Last Updated on April 6, 2021, 5:04 pm ET
ARL, together with fifteen other organizations including library associations, blind and disability groups, authorized entities and non-profit advocacy organizations, joined a statement supporting rapid ratification of the Marrakesh Treaty. The Obama Administration sent the Marrakesh Treaty to the Senate on February 10, 2016 and the letter calls on the Senate to ratify the Treaty and for the House and Senate to pass the Marrakesh Implementation Act. The Treaty provides minimum standards for limitations and exceptions to create and distribute accessible formats for the print disabled and allows for the cross-border exchange of these formats.
The statement notes:
We believe the Treaty is consistent with United States law and could be ratified without any changes to existing statutes or regulations.
Notwithstanding this view, we are prepared to support the legislative package as proposed by the Administration because it makes minimal changes to the law and its consideration would, we trust, facilitate early Senate consent to ratification. We are confident that the focused and narrow changes that have been proposed are enough to satisfy the terms of the Marrakesh Treaty. We believe any effort to make any other changes in US law, beyond those proposed by the Administration, would unnecessarily delay and jeopardize the ratification of this treaty. Blind and otherwise print disabled Americans have waited far too long for equal access to printed materials.

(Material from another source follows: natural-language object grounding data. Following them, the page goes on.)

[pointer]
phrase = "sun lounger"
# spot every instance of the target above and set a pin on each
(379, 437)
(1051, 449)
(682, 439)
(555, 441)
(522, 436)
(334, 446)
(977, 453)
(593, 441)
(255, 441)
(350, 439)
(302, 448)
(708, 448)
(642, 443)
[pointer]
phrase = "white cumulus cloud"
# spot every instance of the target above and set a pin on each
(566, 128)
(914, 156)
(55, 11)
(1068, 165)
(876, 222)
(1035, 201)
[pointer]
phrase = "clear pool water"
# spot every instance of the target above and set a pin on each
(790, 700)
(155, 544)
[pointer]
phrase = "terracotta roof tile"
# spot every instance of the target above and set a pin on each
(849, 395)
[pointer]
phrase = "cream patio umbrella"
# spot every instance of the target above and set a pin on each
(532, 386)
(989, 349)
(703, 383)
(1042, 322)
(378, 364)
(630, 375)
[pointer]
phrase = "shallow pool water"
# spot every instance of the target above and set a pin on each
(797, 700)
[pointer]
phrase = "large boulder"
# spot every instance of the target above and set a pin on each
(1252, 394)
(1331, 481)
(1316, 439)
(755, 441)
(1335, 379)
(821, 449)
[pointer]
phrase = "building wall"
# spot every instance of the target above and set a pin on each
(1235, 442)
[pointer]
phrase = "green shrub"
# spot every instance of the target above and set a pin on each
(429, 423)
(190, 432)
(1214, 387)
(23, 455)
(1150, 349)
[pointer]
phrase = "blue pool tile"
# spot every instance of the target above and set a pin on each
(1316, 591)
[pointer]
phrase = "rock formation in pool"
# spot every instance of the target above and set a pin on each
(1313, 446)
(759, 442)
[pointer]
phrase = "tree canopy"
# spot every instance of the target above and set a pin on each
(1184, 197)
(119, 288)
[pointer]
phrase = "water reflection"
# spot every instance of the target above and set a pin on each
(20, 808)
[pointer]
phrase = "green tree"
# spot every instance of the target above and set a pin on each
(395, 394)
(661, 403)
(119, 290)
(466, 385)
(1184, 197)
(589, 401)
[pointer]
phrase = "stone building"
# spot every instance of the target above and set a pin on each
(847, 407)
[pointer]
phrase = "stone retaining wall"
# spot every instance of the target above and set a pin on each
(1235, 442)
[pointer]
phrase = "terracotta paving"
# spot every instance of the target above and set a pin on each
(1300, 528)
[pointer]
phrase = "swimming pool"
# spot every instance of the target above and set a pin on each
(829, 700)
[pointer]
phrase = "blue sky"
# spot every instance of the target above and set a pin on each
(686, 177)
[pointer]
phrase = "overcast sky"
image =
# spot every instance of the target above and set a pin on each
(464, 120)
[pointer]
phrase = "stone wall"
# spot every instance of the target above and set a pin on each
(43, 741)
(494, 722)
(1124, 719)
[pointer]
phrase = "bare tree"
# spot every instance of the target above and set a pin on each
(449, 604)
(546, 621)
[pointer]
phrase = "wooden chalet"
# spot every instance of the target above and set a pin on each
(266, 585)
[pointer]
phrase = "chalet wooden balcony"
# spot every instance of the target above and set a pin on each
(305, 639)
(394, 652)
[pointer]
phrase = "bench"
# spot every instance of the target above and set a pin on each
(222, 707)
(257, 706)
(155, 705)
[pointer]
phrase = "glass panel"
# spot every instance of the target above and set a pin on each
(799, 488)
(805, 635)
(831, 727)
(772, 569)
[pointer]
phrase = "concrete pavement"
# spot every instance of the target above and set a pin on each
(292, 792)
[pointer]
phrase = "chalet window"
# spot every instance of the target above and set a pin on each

We call upon the Senate to consent to ratification without any reservations, understandings or declarations. We further encourage Congress to hold hearings expeditiously and to enact the implementing legislation along with the suggested legislative history as currently drafted, without delay. If the Treaty is ratified and the legislation adopted, the blind and otherwise print disabled of our nation will benefit greatly by having access to the rest of the world’s accessible book collection and the blind and otherwise print disabled of the world will advance their quest for greater information through access to books in the United States.